Sin duda estos cortos meses han sido intensos y de harto aprendizaje. Han sido el inicio de una nueva vida en la que hemos conocido a nuevas personas, familias que han vivido lo mismo que nosotros y nos han llenado de buenas energías para afrontar todo lo que viene. También hemos descubierto nuestras fortalezas y debilidades. Nuestras familias han estado mucho más pendientes que antes. Mis papás, que los amo con mi vida, han cuidado de mí y de mis niñas. Cuando sentía que moría de pena, ellos estuvieron ahí y siguen estando. Y por sobre todo, mi pareja se ha convertido en mi pilar fundamental. Sin él no podría estar de pie.

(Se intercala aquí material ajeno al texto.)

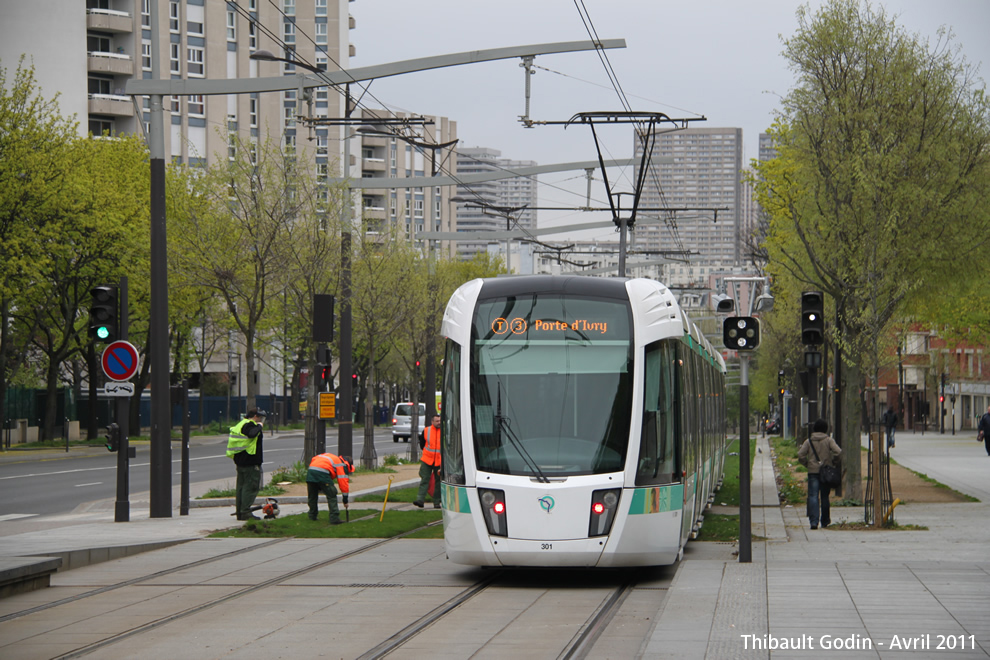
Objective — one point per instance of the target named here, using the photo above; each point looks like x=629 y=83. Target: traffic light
x=103 y=313
x=324 y=375
x=113 y=437
x=741 y=333
x=812 y=318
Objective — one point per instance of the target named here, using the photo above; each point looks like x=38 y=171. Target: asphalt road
x=52 y=483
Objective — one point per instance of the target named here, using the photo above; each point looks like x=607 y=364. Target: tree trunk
x=851 y=439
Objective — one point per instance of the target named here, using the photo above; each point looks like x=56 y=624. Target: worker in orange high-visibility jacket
x=323 y=470
x=429 y=463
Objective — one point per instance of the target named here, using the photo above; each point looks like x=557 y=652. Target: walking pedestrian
x=244 y=445
x=984 y=429
x=889 y=420
x=429 y=465
x=820 y=449
x=323 y=470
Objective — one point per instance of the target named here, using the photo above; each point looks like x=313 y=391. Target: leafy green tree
x=880 y=185
x=95 y=231
x=33 y=139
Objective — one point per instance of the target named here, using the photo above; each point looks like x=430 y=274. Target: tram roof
x=514 y=285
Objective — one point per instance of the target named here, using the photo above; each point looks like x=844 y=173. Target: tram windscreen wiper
x=502 y=424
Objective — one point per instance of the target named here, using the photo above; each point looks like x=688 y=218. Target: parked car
x=402 y=421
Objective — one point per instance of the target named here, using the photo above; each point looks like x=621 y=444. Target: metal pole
x=622 y=246
x=161 y=441
x=122 y=505
x=745 y=501
x=837 y=430
x=184 y=487
x=345 y=431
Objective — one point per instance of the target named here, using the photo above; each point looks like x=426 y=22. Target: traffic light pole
x=122 y=505
x=745 y=501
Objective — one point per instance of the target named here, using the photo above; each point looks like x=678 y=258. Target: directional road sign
x=120 y=360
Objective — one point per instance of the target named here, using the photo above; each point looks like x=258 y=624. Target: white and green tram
x=583 y=423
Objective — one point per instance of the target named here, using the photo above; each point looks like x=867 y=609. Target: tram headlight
x=493 y=509
x=604 y=504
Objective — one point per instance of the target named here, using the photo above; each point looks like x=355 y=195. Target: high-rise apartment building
x=413 y=210
x=493 y=205
x=86 y=52
x=695 y=168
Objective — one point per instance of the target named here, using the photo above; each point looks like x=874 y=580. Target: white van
x=402 y=421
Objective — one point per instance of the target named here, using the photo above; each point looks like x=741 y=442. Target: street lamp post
x=345 y=426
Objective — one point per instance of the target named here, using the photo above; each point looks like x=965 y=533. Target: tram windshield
x=551 y=385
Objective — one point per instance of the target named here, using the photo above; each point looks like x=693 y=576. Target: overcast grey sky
x=718 y=58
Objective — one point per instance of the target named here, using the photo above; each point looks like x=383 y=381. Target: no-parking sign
x=119 y=360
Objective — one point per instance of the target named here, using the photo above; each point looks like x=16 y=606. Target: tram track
x=577 y=648
x=577 y=610
x=190 y=611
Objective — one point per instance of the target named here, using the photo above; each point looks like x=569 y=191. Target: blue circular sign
x=120 y=360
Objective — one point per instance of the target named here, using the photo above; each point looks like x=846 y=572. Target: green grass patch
x=395 y=495
x=720 y=528
x=271 y=490
x=788 y=470
x=364 y=524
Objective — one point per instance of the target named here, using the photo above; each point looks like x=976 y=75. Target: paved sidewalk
x=846 y=594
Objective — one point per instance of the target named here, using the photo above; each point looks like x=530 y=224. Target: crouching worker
x=323 y=470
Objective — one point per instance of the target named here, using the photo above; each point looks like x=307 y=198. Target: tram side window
x=657 y=451
x=450 y=406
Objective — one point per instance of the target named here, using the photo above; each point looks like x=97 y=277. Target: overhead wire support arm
x=646 y=130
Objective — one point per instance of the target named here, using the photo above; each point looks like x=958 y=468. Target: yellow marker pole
x=385 y=503
x=891 y=509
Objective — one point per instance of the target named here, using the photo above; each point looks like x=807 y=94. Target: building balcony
x=118 y=64
x=373 y=164
x=108 y=20
x=373 y=212
x=111 y=104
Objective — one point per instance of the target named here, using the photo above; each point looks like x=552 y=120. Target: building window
x=194 y=61
x=173 y=58
x=99 y=126
x=96 y=43
x=196 y=106
x=100 y=85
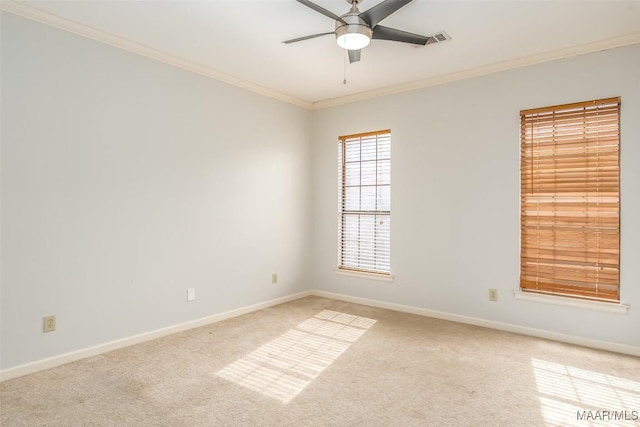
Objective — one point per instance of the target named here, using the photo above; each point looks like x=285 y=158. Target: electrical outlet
x=49 y=324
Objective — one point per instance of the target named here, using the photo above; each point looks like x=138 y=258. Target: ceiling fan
x=355 y=29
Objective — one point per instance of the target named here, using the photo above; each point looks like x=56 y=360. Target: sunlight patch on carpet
x=282 y=368
x=572 y=396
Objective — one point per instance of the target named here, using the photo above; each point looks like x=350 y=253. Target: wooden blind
x=364 y=199
x=570 y=200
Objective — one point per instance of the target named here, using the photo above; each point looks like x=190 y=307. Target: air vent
x=438 y=37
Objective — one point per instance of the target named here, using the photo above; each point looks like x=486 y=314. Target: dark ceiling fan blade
x=322 y=10
x=392 y=34
x=354 y=56
x=312 y=36
x=380 y=11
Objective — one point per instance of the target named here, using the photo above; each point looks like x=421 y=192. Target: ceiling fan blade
x=354 y=56
x=380 y=11
x=312 y=36
x=392 y=34
x=322 y=10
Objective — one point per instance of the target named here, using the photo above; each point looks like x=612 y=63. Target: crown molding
x=29 y=12
x=626 y=40
x=18 y=8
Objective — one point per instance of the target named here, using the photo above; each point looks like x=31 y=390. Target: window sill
x=606 y=307
x=365 y=275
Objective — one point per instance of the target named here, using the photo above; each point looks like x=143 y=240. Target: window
x=570 y=200
x=365 y=207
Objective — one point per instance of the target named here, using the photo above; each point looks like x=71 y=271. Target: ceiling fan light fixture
x=355 y=40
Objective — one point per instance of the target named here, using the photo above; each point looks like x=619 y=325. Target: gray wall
x=455 y=192
x=125 y=181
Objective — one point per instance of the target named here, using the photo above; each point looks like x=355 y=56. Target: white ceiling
x=242 y=38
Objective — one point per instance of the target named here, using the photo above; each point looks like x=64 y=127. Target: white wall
x=455 y=192
x=125 y=181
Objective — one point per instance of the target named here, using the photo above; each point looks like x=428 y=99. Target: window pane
x=368 y=173
x=352 y=203
x=368 y=149
x=353 y=174
x=365 y=237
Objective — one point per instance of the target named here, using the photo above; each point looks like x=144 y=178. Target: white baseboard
x=40 y=365
x=540 y=333
x=73 y=356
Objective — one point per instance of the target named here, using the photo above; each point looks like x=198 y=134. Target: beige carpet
x=320 y=362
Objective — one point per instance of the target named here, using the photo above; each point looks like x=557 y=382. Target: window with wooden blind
x=365 y=204
x=570 y=200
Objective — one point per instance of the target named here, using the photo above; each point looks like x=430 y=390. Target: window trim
x=553 y=286
x=351 y=270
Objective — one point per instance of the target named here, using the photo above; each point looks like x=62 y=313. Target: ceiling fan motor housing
x=356 y=26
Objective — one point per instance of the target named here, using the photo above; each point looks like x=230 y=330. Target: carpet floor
x=321 y=362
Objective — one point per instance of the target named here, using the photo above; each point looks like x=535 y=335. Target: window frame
x=376 y=263
x=549 y=207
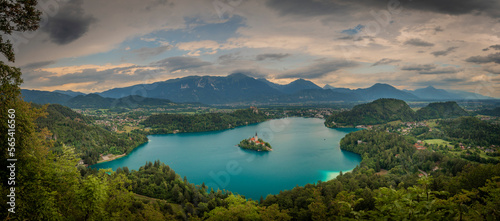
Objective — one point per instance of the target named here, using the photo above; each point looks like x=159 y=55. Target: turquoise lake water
x=304 y=151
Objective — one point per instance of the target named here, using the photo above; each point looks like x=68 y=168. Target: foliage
x=250 y=145
x=437 y=110
x=168 y=123
x=16 y=16
x=73 y=129
x=376 y=112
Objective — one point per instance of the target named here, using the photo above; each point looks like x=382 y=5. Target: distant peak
x=239 y=75
x=382 y=85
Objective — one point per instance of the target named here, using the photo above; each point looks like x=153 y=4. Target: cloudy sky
x=95 y=45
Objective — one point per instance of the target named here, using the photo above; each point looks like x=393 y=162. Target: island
x=256 y=144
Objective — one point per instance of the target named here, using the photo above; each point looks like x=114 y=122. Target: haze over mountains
x=239 y=88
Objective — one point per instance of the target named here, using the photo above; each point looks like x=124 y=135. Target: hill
x=44 y=97
x=96 y=101
x=490 y=112
x=437 y=110
x=299 y=85
x=204 y=89
x=73 y=129
x=376 y=112
x=378 y=91
x=432 y=93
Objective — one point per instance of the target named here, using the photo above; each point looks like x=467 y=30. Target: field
x=438 y=142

Si bien la condición de nuestra hija también lo sorprendió, lo ha tomado de una forma muy diferente, viendo el lado positivo de todo. Ha secado mis lágrimas cada día que siento que no puedo, y lucha a diario por derribar tanto mito en torno al Síndrome de Down para darme esperanza de que nuestra hija logrará todo lo que queramos. Ha sido mi complemento perfecto para afrontar uno de los momentos más difíciles, o el más difícil, que he vivido.

Actualmente los días son más movidos. Nuestra rutina parte desde muy temprano entre el jardín infantil de nuestra hija mayor y las terapias de estimulación temprana de la segunda, que involucran kinesiología, fonoaudiología, terapia ocupacional y arteterapia. Como estoy con licencia post natal -la cual puede durar hasta el año cuando uno tiene un hijo o hija con Síndrome de Down-, soy yo quien la lleva, acompañada muchas veces de mi pareja, quien ha podido coordinar en su trabajo para ser partícipe de las terapias de nuestra niña. Nos movemos entre el Centro Down de la UC y Edudown, lugares donde asistimos desde que tiene 20 días. Las personas con Síndrome de Down, al ser más hipotónicas -que significa que no tienen mucha fuerza muscular- necesitan de un trabajo extra para lograr todos los hitos del desarrollo psicomotor, por eso es fundamental la estimulación temprana.

Durante estos casi cuatro meses la pena ha ido pasando. No del todo, pero en gran magnitud. Y mientras me voy acostumbrando a esta nueva vida -caóticamente hermosa-, voy conociendo a mi niña y deslumbrándome con todo lo que nos entrega. Con todos sus avances. Me estoy permitiendo ser feliz a pesar de mis miedos en torno a lo que viene. Y es que nuestra hija vino a ponerle un freno a esa vida apurada que llevaba. Llegó a demostrarme que lo que más queremos, muchas veces, cuesta un poco más conseguirlo. Pero, por sobre todo, vino a romper ese paradigma que te hace sentir que tienes la vida practicamente asegurada.

Fabiola (34) es periodista y mamá de dos niñas.